Much of the set was new material from her forthcoming album A Bird Will Sing; Jost played acoustic guitar on the majority of those songs. One early standout had a distantly Brazilian flavor, Strat player Julian Maile shadowing Jost ominously, bassist Rob Jost (no relation) rising to meet a crescendoing wave head-on, nimbly filling in the spaces with some playfully sliding riffs. Another new one with a long solo cello intro followed by a brief fanfare, and then a march, sounded like a less caustic Rasputina. Drummer Rob DiPietro gave Almost Nothing, a track from her most recent album Closer Than Far, some marvelously funereal drumming that matched perfectly with her soaring vocals, stopping just this short of anguish. She also brought up her recent tourmate Robin Aigner to sing defiantly brassy harmonies on several songs.

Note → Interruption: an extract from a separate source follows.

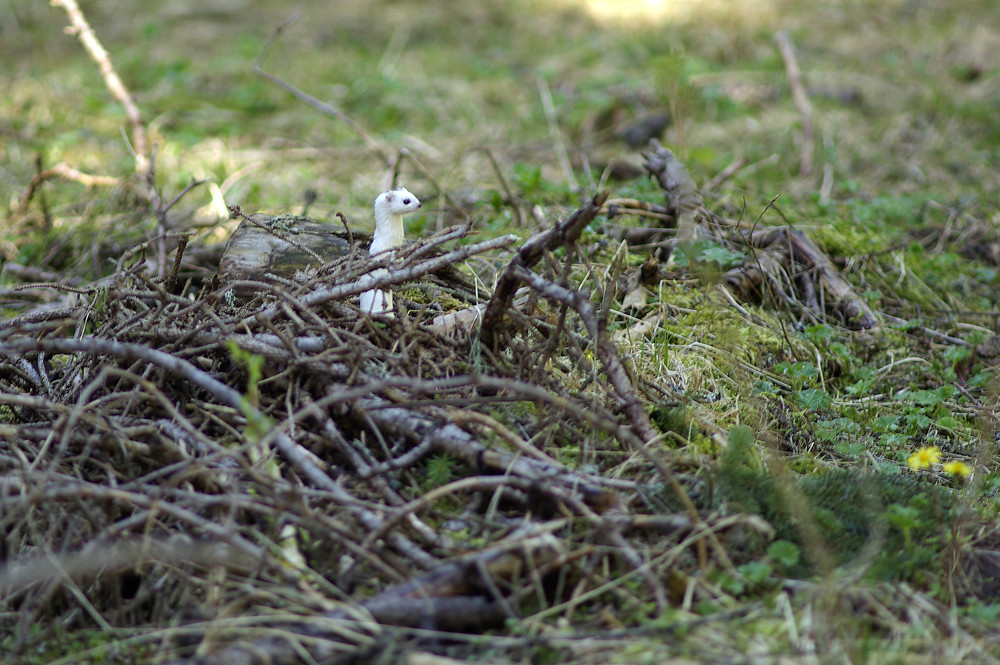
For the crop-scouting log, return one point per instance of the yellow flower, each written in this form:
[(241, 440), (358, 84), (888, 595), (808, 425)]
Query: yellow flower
[(957, 469), (924, 458)]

“What’s the first thing you think of when you think of a deli?” Somebody in the audience nailed it. “That’s right! The cat!” she grinned, approvingly, and launched into a song inspired by a deli trip (and the furry friend she found there) that sounded something like White Rabbit done as chamber pop. The rest of the show was deliciously all over the map. The forthcoming album’s title track, a countrypolitan ballad, had Maile doing a spot-on imitation of a pedal steel with some nuanced slide work. Another new one, a gorgeous art-pop tune, had him running a fat Steve Cropper-style Memphis lick against the song’s balmy melody. They reinvented Doris Fisher’s Whispering Grass as a slow, sinuous funk groove, and then went into late 60s ye-ye pop on the “one song that sounds like a cover but isn’t,” as the bandleader took care to note. And Great Conclusions, another new track, was genuinely majestic, its slowly galloping chorus kicking in with an apprehensive power that wouldn’t be out of place in the Grieg repertoire.

Another excellent band, the People’s Champs, were scheduled to follow, but it was time to go home and pack for the Great Evacuation on Saturday (just kidding about that – but no trip to Barbes is complete without a visit to the totally oldschool 24-hour donut shop up the block on 7th Ave.).